In this Section, the proposed methodology is tuned, validated, and then adopted to provide possible scenarios of the yearly PV production over large territories in Europe and Africa. First, the yearly sum of global solar irradiation is obtained according to Equation (1), which requires as inputs the latitude ϕ , the altitude h and the mean temperature T 24 for a given geographical location. Then, the temperature and reflectance efficiencies are computed according to Equations (3) and (4) for optimal tilt and azimuthal angles of the modules. These efficiencies are then combined with the user-defined efficiencies η mod and η inst , to compute the total efficiency η tot according to Equation (2). The yearly electrical energy output is eventually estimated via Equation (6), based on the net surface of the installed PV modules. The analysis is finally carried out also for module installations that present non-optimal azimuthal angles, by considering the correction factor F ( α z ) .

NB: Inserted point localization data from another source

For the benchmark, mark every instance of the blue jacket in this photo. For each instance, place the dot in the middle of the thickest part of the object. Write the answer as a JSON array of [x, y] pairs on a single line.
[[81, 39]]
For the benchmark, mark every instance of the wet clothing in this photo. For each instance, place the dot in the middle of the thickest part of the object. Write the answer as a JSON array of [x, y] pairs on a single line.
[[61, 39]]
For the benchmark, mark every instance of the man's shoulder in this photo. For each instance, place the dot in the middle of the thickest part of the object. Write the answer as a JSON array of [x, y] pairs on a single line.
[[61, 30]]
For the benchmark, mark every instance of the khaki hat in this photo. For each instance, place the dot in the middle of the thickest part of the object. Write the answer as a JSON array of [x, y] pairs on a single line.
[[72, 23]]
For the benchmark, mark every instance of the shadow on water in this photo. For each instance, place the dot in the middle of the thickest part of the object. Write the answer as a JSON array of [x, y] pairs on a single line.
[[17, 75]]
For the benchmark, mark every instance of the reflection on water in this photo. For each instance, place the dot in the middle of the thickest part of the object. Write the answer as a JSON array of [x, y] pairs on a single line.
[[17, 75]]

3.1. Solar Irradiation Model

The model coefficients for Equation (1) are fitted to a random set of 80 different geographical locations in Europe and Africa, see Figure 3 and Table A1 and Table A2, with latitudes covering a range from about 60 to −30 . Note that the exact geographical coordinates have been chosen based on the availability of the required data, so they do not generally coincide with the center of the indicated cities. These cities are indeed indicated as the most significant nearby location to the considered geographical point. The altitude, average temperature in the 24 h and the yearly sum of global solar irradiation for each location are extracted from the online database PVGIS [37] of the Joint Research Centre [17,38,39]. The solar irradiation database of PVGIS is based on data records of the Satellite Application Facility on Climate Monitoring (CM-SAF) [40]. The average local temperature ( T 24 ) is provided by the interactive map, which covers Europe and part of the Northern Africa. All the temperature data for the locations in Africa with latitude lower than 32.5 are obtained from Berkeley Earth™ [41]. The H y values are extracted from the PVGIS database considering both optimal azimuthal angle and optimal tilt angle.

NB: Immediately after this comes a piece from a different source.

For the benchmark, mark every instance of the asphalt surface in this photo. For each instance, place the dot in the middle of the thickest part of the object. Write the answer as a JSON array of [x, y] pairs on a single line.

The full set of data for these 80 random locations is split in two different subsets, namely a training and a validation set. The model coefficients of Equation (1) are initially fitted on the training data set; then, the best-fitted model is used to predict the responses for the observations in the second data set (the validation one), which provides an unbiased evaluation of the model fitting. Here, the training data set is taken as 70% (i.e., 56 locations) of the whole data set; whereas, the validation one includes 24 locations. The training/validation process is iteratively repeated 10,000 times, with a random distribution of locations in the two subsets, and standard error metrics are computed with respect to the H y values provided by the PVGIS tool [42]. The distribution of the mean absolute percent error (MAPE) for the 10,000 repetitions is reported in Figure 4a, for both the training and the validation steps. The MAPE distribution shows a Gaussian shape, with average values equal to 4.3% (training) and 4.9% (validation).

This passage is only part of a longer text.